Feature by Tony Scholes
Updated Wednesday, 16th May 2012
Date and Place of Birth
1st April 1928 - Bolton
died 25th January 2011
Transfers to and from Burnley
amateur then pro - August 1950
to Sunderland - December 1955 (£12,000)
First and Last Burnley Games
Middlesbrough (h) - 2nd September 1950
Blackpool (h) - 22nd August 1955
Sunderland, Stockport County, Bury, Halifax Town
Burnley Career Stats
|Season||League||FA Cup||League Cup||Others||Total|
Profile by Tony Scholes
Bill Holden is amongst those former players I didn't have the opportunity to see play but I learned of as I quizzed my dad and granddad about all things Claret and Blue.
Holden left Turf Moor almost five years before I saw my first game, this after a successful spell with the Clarets during which he was a regular goalscorer.
Burnley was his first club, but we were fortunate to get him once he'd been invited to a trial at Everton in 1949. He was scouted whilst playing for Bolton Schools but that trial at Goodison Park came to nothing and he was recommended to Burnley by former player Jack Marshall.
Burnley were impressed with what they saw and signed him in September 1949 as an amateur. He impressed at reserve team level and that led to him winning a professional contract and a first team debut in August 1950.
Players such as Ray Harrison, whose goal took us to the 1947 FA Cup Final, and Jack Billingham had contested the number 9 shirt but with both having gone it was Holden who stepped up to fill the coveted centre-forward position, and he did not disappoint.
It took him eight games to score his first goal in that 1950/51 season, getting off the mark with two in a 5-1 home win against Charlton Athletic, but it was a season that saw him lead the scoring charts at Turf Moor with 12 league goals, one more than inside forward Billy Morris, and in five seasons in the first team he was to be leading goalscorer in three of them.
Morris edged back above him in the following season, a season that ended in real disappointment for Holden when he broke his leg in a 4-1 defeat at Aston Villa forcing him to miss the remaining seven games of the season.
There were fears that he might struggle on his return but he was back for the opening game of the 1952/53 season and had his best ever season, scoring a total of 24 goals in league and cup. Four of those goals came in April 1953 in a 5-1 win against Sunderland. He had two other hat tricks during his career at Burnley but this was the only time he scored four, and Sunderland must have kept a close eye on him after that.
Such was his form in that season that he came to the attention of the England selectors. He was called up to play for England 'B' against Scotland at Easter Road, home of Hibs, in Edinburgh. He lined up alongside Burnley team mates Jimmy Adamson and Tommy Cummings and against another Burnley player Jock Aird. None of the England trio were ever able to take the final step to a full England cap.

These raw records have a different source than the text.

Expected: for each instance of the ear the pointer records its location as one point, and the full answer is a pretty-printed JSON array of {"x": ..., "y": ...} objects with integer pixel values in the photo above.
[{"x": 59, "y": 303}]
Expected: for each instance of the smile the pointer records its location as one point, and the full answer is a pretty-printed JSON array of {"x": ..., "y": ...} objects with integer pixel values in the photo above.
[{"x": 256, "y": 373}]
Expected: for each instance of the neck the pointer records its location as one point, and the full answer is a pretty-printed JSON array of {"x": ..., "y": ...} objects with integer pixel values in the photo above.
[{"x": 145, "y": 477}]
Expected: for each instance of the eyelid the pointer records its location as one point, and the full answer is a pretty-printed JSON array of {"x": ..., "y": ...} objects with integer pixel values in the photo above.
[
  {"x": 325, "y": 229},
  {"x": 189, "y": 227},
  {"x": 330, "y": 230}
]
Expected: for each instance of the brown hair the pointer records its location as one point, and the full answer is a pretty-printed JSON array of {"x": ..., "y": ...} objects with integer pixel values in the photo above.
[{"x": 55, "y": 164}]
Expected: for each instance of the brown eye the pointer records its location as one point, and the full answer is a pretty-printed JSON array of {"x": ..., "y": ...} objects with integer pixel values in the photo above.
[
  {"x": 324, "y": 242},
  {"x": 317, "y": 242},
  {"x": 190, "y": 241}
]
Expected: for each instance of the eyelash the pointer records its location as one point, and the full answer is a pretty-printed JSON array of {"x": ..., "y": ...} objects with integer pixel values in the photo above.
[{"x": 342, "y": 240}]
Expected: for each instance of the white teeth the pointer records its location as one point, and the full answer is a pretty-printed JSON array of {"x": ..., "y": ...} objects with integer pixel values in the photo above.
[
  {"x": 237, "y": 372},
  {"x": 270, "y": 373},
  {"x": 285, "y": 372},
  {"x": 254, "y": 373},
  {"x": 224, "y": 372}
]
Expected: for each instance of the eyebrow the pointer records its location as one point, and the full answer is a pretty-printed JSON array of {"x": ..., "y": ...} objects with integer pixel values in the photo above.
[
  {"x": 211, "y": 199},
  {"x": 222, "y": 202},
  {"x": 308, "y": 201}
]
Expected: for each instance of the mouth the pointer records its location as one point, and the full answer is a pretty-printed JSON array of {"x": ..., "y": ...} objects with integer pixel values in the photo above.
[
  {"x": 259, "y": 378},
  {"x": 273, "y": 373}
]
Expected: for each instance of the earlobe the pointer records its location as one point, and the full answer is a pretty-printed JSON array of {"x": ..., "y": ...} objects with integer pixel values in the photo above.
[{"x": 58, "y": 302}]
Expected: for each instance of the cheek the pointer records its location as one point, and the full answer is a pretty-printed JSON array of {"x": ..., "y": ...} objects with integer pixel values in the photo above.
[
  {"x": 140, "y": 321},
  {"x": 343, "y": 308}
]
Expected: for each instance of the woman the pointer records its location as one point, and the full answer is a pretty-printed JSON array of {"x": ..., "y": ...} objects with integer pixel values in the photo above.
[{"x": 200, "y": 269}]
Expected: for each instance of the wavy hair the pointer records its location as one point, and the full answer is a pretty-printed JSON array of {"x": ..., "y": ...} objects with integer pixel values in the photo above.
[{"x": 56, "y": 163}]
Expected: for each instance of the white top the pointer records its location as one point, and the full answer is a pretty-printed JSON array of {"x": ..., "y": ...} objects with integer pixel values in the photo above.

Cummings captained that England team and Holden got both England goals in a 2-2 draw, and yet it proved to be his first and last international call up at any level.
Bill was never able to repeat his goalscoring exploits of the 1952/53 season but he had two more successful seasons for Burnley before, somewhat surprisingly, losing his place to new signing Peter McKay at the beginning of the1955/56 season, this despite having been leading goalscorer in the previous season. He played the first two games of that season and they proved to be his last for the club.
Aware that he was unlikely to win back his place he handed in a transfer request. It was granted and he signed for Sunderland in December 1955 for £12,000.
He never settled at Roker Park and was part of a Sunderland team that suffered relegation. He was there for less than a year before returning to the North West in a cut priced deal that saw him join Stockport County, then in Division Three North.
The goals started to flow again at Edgeley Park where he played for two and a half years before transferring to Bury. There his goals saw them win promotion in 1961 to the old Second Division as champions but a year later Bill signed for Halifax Town and ended his professional career there although he did subsequently play non-league football for Rugby Town and Hereford United.
In later life he retained a real affection for Burnley FC and spent his later years in Morecambe where he suffered from ill health. Bill Holden sadly passed away in January 2011 at the age of 82.